🤖 AI Summary
This study addresses the instability of feature importance estimation in highly expressive models—such as deep neural networks—which can compromise the reliability of scientific discovery in critical domains like biomedicine. Through both theoretical and empirical analysis, the authors systematically compare two strategies: model-level ensembling and explanation-level aggregation. They establish, for the first time, a theoretical advantage of model-level ensembling under nonlinear importance measures by analyzing excess risk. Comprehensive evaluations across classical benchmarks and large-scale UK Biobank proteomic data demonstrate that model-level ensembling substantially enhances the stability and accuracy of feature importance estimates, particularly when applied to high-capacity models.
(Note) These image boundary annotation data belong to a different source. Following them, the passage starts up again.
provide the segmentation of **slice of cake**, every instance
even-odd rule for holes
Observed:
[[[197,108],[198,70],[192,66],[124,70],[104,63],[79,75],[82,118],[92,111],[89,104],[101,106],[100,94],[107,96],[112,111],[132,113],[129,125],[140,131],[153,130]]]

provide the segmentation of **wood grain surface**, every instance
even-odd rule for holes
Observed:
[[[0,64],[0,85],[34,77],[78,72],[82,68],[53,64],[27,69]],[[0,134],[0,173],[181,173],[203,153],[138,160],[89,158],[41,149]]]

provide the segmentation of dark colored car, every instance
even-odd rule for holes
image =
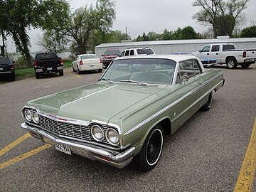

These findings underscore its practical value for robust interpretability in complex predictive settings.
📝 Abstract
Feature-importance methods show promise in transforming machine learning models from predictive engines into tools for scientific discovery. However, due to data sampling and algorithmic stochasticity, expressive models can be unstable, leading to inaccurate variable importance estimates and undermining their utility in critical biomedical applications. Although ensembling offers a solution, deciding whether to explain a single ensemble model or aggregate individual model explanations is difficult due to the nonlinearity of importance measures and remains largely understudied. Our theoretical analysis, developed under assumptions accommodating complex state-of-the-art ML models, reveals that this choice is primarily driven by the model's excess risk. In contrast to prior literature, we show that ensembling at the model level provides more accurate variable-importance estimates, particularly for expressive models, by reducing this leading error term. We validate these findings on classical benchmarks and a large-scale proteomic study from the UK Biobank.